Thursday, December 09, 2010

"I don't know what I believe until I preach it."

An episcopal scholar and priest said those words when she spoke to one of my classes this semester. I haven't been able to get it out of my head ever since, perhaps because I am finding it increasingly true for myself as well. I've always considered myself an "verbal processor," which is to say that I like to think through things and arrange my thoughts by explaining it to someone else. (Side note: this provides me with another opportunity to realize just how lucky I am to be married to my husband. He is the one most frequently tapped to be my conversation partner, and he patiently agrees despite the fact that he'd probably like to do something besides listen to me ramble).

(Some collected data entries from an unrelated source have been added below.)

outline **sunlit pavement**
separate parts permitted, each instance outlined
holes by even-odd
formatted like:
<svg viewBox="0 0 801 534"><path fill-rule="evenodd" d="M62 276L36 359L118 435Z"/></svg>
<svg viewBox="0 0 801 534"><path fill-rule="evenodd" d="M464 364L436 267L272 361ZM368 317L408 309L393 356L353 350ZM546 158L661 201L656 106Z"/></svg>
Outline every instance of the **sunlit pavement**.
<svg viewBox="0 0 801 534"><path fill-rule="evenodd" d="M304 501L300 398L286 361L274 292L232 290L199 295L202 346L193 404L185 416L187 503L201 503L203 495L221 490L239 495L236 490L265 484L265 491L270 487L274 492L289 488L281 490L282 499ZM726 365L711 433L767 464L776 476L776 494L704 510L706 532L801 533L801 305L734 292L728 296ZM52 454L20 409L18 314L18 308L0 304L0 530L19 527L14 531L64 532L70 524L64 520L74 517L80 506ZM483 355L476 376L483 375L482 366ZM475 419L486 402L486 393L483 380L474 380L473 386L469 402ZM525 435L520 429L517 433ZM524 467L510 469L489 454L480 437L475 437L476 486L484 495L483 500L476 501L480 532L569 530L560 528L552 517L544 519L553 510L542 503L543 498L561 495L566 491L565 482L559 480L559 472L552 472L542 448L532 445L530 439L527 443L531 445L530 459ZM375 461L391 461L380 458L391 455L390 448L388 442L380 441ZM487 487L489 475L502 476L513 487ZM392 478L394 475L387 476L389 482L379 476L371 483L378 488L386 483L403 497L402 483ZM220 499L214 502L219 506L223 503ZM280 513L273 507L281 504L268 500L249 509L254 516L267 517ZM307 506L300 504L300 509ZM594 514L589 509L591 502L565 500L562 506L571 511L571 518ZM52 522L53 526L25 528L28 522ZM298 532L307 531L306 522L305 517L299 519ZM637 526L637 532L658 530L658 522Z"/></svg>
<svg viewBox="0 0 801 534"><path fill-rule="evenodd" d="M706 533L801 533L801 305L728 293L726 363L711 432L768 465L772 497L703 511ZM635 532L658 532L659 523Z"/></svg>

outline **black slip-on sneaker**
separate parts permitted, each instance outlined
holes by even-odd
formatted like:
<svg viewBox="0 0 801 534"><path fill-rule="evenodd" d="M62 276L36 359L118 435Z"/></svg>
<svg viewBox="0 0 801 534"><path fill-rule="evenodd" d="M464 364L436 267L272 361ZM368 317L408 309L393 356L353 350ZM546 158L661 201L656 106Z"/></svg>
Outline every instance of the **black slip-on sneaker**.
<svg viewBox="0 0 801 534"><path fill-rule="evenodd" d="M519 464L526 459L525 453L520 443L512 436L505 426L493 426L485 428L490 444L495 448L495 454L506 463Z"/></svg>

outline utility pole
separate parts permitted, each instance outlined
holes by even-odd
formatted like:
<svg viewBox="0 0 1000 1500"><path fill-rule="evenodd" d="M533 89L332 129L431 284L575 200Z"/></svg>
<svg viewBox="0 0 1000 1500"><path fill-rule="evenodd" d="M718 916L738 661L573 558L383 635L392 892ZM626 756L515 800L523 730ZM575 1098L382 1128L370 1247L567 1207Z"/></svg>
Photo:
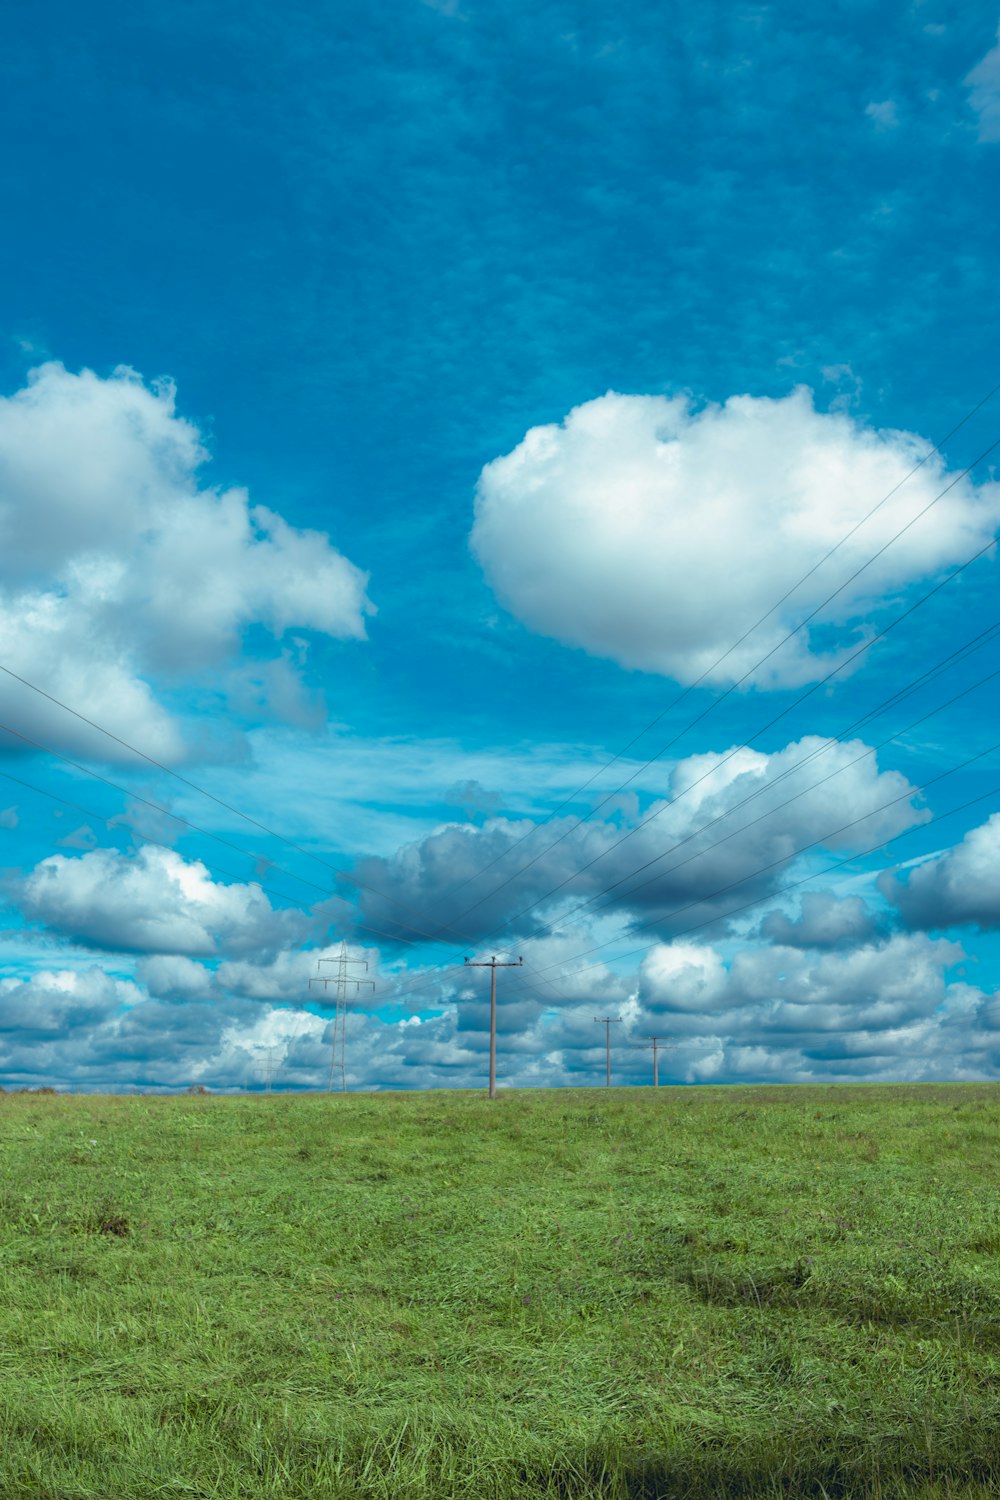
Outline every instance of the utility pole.
<svg viewBox="0 0 1000 1500"><path fill-rule="evenodd" d="M674 1042L673 1039L671 1037L669 1037L669 1036L664 1036L664 1037L661 1037L661 1036L651 1036L650 1039L649 1039L649 1041L648 1041L648 1043L646 1043L643 1046L643 1051L644 1052L648 1052L649 1049L650 1049L650 1047L652 1047L652 1049L653 1049L653 1087L654 1087L654 1089L658 1089L660 1087L660 1064L659 1064L658 1053L659 1052L673 1052L674 1048L676 1047L676 1045L677 1045L676 1042Z"/></svg>
<svg viewBox="0 0 1000 1500"><path fill-rule="evenodd" d="M466 967L470 969L489 969L490 971L490 1098L497 1096L497 969L519 969L524 963L519 958L517 963L497 963L497 957L487 962L485 959L465 960Z"/></svg>
<svg viewBox="0 0 1000 1500"><path fill-rule="evenodd" d="M594 1023L604 1027L605 1087L611 1087L611 1028L621 1023L621 1016L595 1016Z"/></svg>
<svg viewBox="0 0 1000 1500"><path fill-rule="evenodd" d="M364 968L365 973L367 974L367 972L368 972L368 963L367 963L367 960L365 960L363 958L349 958L348 957L348 953L347 953L347 940L346 940L346 938L340 944L340 952L337 955L337 957L336 958L321 958L321 959L319 959L317 961L317 964L316 964L317 969L319 968L320 964L336 964L337 965L336 978L334 978L332 975L318 974L315 979L310 979L310 981L309 981L309 983L311 985L313 985L313 984L321 984L323 986L324 991L331 984L335 986L334 993L335 993L336 1008L334 1010L334 1016L333 1016L333 1039L332 1039L332 1041L330 1043L330 1078L329 1078L329 1082L327 1083L327 1092L331 1093L331 1094L333 1093L333 1070L334 1070L334 1067L336 1066L336 1062L337 1062L337 1034L338 1034L338 1030L339 1030L339 1033L340 1033L340 1087L341 1087L341 1090L346 1094L347 1093L347 1069L346 1069L346 1064L345 1064L345 1061L344 1061L344 1052L345 1052L346 1037L347 1037L347 992L348 992L348 989L350 989L351 986L353 986L352 993L355 996L357 996L357 994L360 991L362 985L365 985L368 989L374 990L374 988L375 988L375 981L374 981L374 979L353 979L351 977L351 975L348 973L348 965L349 964L361 964L362 967Z"/></svg>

And perhaps this has stuck with my all the more since graduate education has this important but frankly disconcerting tendency to disorient you, to cause you to question. I'm thankful for this . . . most days. But occasionally I nearly long to return to a time when I didn't have SO MANY questions, if such a time ever actually existed. I long some days to lose the awareness that things are not as simple as I once thought and that life, ministry, relationships, and faith are inherently beautiful and magnificently complicated. I long for a time when I (mistakenly thought) I had it all figured out. (Side note: I don't really want to regress. I really don't. But some days, especially days at the end of long semesters like this one, it appeals to my tired self).

Next semester I'll be teaching a freshman Bible course over the life of Jesus. And so I'll have the perfect opportunity to work out for myself again what I believe, since three days a week I will face a class of forty and "preach it," so to speak. In preparation for that, I hope to post some preliminary thoughts, ramblings, and ruminations here. A test run of sorts.

And today, I take heart in knowing that Jesus sent out people to preach the gospel who weren't always sure what they believe and who weren't always right. Otherwise, I'm not sure how many of us would qualify. I am sure I wouldn't.